Meera Kohler, President and CEO of the Alaska Village Electric Cooperative, speaks to members of the House Labor and Commerce Committee about the history of the Power Cost Equalization program at the Capitol on Tuesday, March 5, 2019. (Michael Penn | Juneau Empire)

Meera Kohler, President and CEO of the Alaska Village Electric Cooperative, speaks to members of the House Labor and Commerce Committee about the history of the Power Cost Equalization program at the Capitol on Tuesday, March 5, 2019. (Michael Penn | Juneau Empire)

Power costs in rural Alaska could go up under governor’s proposed budget

Dunleavy’s proposed budget calls for eliminating the Power Cost Equalization fund

One section of Gov. Mike Dunleavy’s proposed budget for 2020 would hit rural Alaskans in an area where it hurts: energy.

The Power Cost Equalization fund helps lower the cost of energy in rural Alaska communities.

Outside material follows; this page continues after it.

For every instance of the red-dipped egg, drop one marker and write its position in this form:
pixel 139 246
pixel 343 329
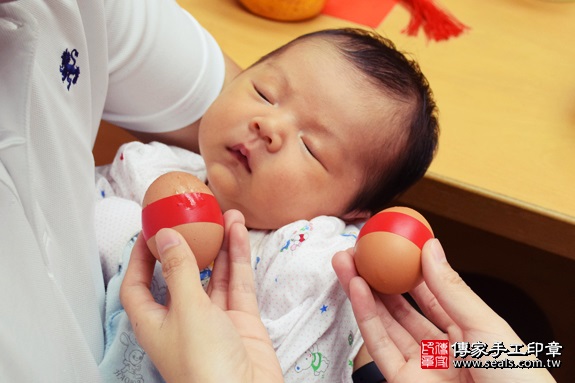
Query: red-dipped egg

“This was a compromise reached in 1984, when the Legislature recognized that there was no answer to bring affordable power to rural Alaska,” said Meera Kohler, the president and CEO of the Alaska Village Electric Cooperative at a House Energy committee meeting on Tuesday. “We can’t afford to go back to annual battles for PCE. We need folks to understand how vital this program is.”

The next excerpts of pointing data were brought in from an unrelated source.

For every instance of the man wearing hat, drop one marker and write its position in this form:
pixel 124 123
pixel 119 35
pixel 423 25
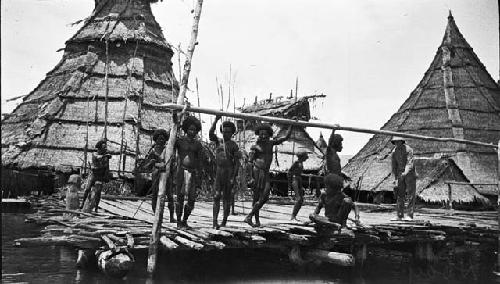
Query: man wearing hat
pixel 295 182
pixel 405 177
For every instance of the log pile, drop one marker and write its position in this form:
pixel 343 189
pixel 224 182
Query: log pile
pixel 127 222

[House Energy committee gets overview of Power Cost Equalization]

Fuel cost since 1985 has gone up by 127 percent in 2017, but efficiency is also up 32 percent, Kohler said in her presentation.

“Things have improved dramatically,” said Kohler.

The most recent year’s funding was at $28 million. That is at 100 percent funding, Kohler said. The governor has proposed cutting this funding completely in his fiscal year 2020 budget.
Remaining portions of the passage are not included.